GT2 : Questionnement

Quelles sont les formes des noyaux et les symétries sous-jacentes aux frontières en spin et en masse ?

Ce thème est directement lié aux effets de couches qui peuvent apparaître dans le spectre des niveaux de particules individuelles protons ou neutrons, pour certaines combinaisons magiques de neutrons et de protons lorsque la densité de niveaux devient très faible. Les caractéristiques de la structure individuelle en couches à la surface de Fermi influencent également les propriétés collectives rotationnelles des noyaux, au travers de la cohérence quadripolaire, de la symétrie SU(3) et ses approximations associées. Les modèles théoriques incluant des degrés de liberté de déformation ont très rapidement suggéré que ces effets de couches pouvaient aussi apparaître pour certains noyaux ayant des formes exotiques comme la super-déformation (ellipsoïde allongé avec un rapport d’axes 2:1) ou l’hyper-déformation (ellipsoïde allongé avec un rapport d’axes 3:1), ainsi que pour certains noyaux très lourds de forme allongée ou triaxiale de la région Z=104-108. La stabilisation des noyaux très lourds et super lourds est aussi la conséquence des effets de couches. L’existence de ces formes nucléaires est reliée à la présence d’un minimum dans l’énergie potentielle du noyau, minimum d’autant plus prononcé que le moment angulaire du système est élevé.

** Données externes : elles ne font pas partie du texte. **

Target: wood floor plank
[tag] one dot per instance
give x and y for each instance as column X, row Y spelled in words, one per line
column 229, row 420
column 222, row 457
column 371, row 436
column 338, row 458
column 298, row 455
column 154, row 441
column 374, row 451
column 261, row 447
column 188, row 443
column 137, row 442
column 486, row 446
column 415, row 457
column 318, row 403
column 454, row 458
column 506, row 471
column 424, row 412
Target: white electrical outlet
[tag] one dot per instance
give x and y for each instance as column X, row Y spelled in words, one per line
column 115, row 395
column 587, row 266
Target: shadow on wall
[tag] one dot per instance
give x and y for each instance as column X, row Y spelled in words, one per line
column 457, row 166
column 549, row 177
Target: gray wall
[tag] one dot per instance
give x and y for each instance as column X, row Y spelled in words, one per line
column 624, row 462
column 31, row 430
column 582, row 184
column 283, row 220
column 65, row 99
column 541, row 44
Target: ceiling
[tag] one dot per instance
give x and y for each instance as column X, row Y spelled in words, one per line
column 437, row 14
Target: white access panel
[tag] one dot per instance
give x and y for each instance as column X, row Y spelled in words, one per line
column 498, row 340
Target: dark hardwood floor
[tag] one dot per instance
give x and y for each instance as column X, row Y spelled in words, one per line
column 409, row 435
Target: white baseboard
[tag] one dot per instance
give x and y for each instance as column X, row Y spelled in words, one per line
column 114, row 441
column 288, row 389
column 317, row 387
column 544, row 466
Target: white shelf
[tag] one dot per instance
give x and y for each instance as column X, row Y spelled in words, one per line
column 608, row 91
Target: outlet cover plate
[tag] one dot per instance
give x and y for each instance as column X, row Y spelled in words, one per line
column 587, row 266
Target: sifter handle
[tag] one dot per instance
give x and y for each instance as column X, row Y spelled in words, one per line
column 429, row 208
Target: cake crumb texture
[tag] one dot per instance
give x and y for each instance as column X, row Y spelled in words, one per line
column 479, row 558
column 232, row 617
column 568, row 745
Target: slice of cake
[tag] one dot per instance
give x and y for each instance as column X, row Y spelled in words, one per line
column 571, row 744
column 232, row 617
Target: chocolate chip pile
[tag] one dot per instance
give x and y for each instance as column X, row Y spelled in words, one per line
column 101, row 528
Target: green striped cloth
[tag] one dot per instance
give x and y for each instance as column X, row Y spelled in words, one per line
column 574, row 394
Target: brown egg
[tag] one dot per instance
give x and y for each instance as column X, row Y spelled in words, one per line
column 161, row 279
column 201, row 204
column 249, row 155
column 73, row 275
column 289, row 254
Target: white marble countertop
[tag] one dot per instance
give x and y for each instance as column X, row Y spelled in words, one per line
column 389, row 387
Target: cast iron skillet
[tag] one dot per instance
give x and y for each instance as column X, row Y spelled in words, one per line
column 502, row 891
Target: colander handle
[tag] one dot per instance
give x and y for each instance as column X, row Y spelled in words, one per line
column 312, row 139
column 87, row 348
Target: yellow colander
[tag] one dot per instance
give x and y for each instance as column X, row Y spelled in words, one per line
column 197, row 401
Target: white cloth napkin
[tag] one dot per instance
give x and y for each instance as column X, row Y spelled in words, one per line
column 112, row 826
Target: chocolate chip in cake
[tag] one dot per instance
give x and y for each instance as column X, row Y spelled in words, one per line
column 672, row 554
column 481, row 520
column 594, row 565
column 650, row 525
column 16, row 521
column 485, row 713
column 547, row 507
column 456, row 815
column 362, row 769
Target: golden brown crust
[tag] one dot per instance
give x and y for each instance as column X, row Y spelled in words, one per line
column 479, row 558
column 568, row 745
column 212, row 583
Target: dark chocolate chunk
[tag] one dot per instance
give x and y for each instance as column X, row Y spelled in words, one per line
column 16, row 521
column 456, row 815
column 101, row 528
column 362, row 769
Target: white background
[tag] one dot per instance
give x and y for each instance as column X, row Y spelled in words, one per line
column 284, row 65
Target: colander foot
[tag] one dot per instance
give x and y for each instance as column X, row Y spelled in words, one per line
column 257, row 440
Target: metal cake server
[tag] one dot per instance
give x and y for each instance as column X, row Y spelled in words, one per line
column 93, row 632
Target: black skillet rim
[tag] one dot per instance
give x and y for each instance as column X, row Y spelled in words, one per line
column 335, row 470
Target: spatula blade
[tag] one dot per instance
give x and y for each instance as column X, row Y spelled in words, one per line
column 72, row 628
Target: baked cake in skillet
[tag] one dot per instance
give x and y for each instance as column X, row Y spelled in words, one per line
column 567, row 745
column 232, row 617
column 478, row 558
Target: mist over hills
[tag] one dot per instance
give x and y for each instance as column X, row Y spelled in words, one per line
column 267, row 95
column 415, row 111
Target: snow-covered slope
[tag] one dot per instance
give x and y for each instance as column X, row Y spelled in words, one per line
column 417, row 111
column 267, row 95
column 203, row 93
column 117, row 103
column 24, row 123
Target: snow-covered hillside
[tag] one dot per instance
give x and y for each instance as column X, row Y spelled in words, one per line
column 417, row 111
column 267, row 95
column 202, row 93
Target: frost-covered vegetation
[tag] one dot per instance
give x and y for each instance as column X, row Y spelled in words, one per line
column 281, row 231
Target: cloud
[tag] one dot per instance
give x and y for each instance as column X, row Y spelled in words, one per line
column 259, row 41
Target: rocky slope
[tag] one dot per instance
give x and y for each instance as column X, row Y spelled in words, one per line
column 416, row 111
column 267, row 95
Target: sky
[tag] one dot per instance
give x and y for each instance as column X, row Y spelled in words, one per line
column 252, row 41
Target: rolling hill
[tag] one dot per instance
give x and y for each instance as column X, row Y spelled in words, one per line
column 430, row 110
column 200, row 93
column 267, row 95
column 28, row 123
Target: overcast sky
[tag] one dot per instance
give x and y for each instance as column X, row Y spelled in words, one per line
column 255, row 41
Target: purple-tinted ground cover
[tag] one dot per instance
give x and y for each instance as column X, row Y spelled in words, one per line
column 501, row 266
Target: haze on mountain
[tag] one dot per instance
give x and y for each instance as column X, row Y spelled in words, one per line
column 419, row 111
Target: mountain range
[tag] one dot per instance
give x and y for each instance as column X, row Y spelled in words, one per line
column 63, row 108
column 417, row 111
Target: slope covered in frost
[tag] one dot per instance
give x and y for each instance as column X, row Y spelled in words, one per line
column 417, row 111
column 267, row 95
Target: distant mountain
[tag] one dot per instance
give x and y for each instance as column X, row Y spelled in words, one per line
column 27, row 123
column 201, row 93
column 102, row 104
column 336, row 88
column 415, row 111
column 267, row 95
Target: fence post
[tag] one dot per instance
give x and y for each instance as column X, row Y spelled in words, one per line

En outre, les phases dites « pasta » dans les étoiles à neutrons constituent l’extrême de la déformation nucléaire, lorsque les noyaux de l’écorce sont tellement proches qu’ils se déforment pour donner naissance à des structures uniques : formes très allongées (gnocchi), formes planaires (lasagnes), formes effilées (spaghetti), ainsi que toutes les formes intermédiaires. La déformation dans les noyaux et dans les phases « pasta » ainsi que l’îlot de stabilité des noyaux super lourds résultent de la compétition les interactions nucléaire et Coulombienne. Dans l’espace des paramètres de déformation, ces systèmes possèdent une surface d’énergie très riche pouvant avoir plusieurs minimums en compétition. Ils sont donc aussi très sensibles aux corrélations nucléaires complexes. Ainsi, leur étude permet de contraindre de façon très précise l’interaction nucléaire ainsi que les corrélations entre nucléons dans le noyau. Du point de vue théorique, cette étude nécessite le développement de méthodes avancées, basées sur les brisures et restaurations de symétries, et du point de vue expérimental, elle requiert l’utilisation d’instruments souvent très complexes et coûteux, d’installations spécifiques mais aussi des temps de faisceaux très longs.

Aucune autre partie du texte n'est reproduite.